Customers have ever-increasing expectations when it comes to digital services. Regardless of industry or provider, consumers demand engaging content with useful and simple functionality and a great user-experience. It is the new entrants, the disrupting FinTechs who appear to be most successful at meeting this need at present.
The impact of disruption by FinTech companies should not be underestimated as they are already meeting this customer need. Start-ups also have the advantage of agility and speed and McKinsey estimates that, fuelled by data-sharing, between 10% and 40% of banking revenue could be at risk from FinTech by 2025.
In addition, the values underpinning the open banking framework – ease and transparency of customer access – are proving to be a catalyst for new entrants into banking and financial services.
A good example of customer-focused disruptive innovation is in the rise of social media banking – where transactions and purchases are made through bots on social networks.
The latest FinTech Adoption Index, from professional services firm EY also suggests that FinTechs are in favour because they enable customers to set up with as little as a single click. The top reason given for using a fintech service by respondents to the survey was ease of account set up. More than 43% said this was the reason they turned to a new provider.
In that light, Experian’s recently-commissioned Forrester Consulting study – with 380 financial services C-level and functional leaders – makes for concerning reading. 73% of respondents believe traditional business models will disappear in the next five years due to digital transformation. This shift presents opportunities for competition and new entrants, and poses a threat to incumbents.
In addition, 70% admitted they’re currently ineffective at delivering an optimised digital customer experience.
Against such a position, how do financial institutions claw back any advantage they might have already lost?

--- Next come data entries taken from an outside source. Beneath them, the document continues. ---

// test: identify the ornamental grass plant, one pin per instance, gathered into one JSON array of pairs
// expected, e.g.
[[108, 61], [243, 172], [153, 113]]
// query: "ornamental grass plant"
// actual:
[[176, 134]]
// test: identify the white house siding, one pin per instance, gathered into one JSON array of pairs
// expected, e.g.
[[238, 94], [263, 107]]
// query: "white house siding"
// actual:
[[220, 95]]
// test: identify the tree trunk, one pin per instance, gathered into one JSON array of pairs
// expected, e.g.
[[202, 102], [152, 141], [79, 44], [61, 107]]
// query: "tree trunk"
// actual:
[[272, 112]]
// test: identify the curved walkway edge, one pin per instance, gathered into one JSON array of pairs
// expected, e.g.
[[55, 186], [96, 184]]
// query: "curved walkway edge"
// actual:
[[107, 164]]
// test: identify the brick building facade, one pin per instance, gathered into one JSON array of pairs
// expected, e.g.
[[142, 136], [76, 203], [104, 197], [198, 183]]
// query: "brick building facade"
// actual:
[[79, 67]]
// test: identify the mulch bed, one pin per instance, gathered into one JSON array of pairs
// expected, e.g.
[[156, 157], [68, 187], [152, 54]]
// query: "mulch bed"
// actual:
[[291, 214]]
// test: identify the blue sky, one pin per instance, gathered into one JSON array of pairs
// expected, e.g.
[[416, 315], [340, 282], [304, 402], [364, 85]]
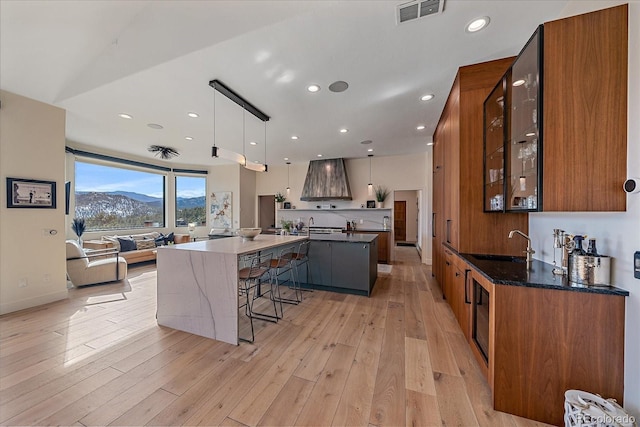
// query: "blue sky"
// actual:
[[91, 177]]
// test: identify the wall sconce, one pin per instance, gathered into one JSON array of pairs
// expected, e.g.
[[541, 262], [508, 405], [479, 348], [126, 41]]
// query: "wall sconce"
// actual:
[[370, 185]]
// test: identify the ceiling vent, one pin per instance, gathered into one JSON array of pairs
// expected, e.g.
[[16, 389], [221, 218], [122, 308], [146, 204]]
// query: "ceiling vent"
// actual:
[[418, 9]]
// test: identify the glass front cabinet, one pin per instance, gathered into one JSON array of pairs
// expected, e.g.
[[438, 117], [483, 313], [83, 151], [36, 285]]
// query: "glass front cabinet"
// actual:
[[512, 171]]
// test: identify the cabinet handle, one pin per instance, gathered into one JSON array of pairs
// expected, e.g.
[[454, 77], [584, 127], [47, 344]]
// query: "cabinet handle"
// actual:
[[433, 224], [466, 293]]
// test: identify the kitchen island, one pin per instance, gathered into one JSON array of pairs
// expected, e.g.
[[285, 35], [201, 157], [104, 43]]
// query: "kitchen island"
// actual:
[[343, 262], [198, 283]]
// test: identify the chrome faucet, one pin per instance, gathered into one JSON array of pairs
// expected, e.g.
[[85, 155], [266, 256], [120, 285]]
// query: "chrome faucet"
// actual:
[[309, 223], [529, 250]]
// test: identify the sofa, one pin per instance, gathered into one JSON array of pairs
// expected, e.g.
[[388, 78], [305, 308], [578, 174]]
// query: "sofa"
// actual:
[[137, 248]]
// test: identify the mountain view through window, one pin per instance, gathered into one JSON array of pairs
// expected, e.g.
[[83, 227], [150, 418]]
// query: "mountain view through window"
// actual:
[[110, 198], [191, 201]]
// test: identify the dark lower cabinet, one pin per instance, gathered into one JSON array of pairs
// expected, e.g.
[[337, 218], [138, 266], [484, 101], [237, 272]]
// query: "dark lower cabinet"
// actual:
[[320, 263], [344, 266]]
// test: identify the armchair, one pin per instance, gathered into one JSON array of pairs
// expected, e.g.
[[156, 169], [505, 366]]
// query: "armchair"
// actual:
[[96, 267]]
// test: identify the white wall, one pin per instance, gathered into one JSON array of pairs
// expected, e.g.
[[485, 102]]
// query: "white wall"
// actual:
[[395, 172], [617, 234], [32, 147]]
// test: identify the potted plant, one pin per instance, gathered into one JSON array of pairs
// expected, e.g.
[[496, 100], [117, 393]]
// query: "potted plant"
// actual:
[[381, 194], [286, 226], [78, 226], [280, 198]]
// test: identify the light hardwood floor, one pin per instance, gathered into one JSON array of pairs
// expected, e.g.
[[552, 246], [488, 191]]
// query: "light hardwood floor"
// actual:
[[99, 358]]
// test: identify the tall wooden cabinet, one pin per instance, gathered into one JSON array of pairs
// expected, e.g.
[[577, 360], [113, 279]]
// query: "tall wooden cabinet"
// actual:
[[458, 217], [585, 111]]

The battle for market share, and to benefit fully from the opportunities presented by data sharing, will likely come from brand – and how trusted and received it is.
It is expected that FinTechs will use reduced costs to acquire customers and create innovative and simple services that will quickly build brand reputation.
For traditional players, creating added-value services that build on existing relationships will be critical in helping retain existing customers. They will also have to understand how brand identity can help build on a reputation for trust and high-levels of security. Doing so will help to secure confidence from the consumer and to develop new relationships.
Of course, these opportunities only really exist if firms are prepared to engage in a way that focuses on the needs and expectations of the consumer. Brands that provide quality, secure services in multiple disaggregated ways across different channels could, quickly, start to dominate those areas.
If that’s the case, the question for the others will be how do they catch up and try to gain the competitive advantage? A positive answer to that might be difficult to find. But, in order to succeed – traditional organisations must try – and soon.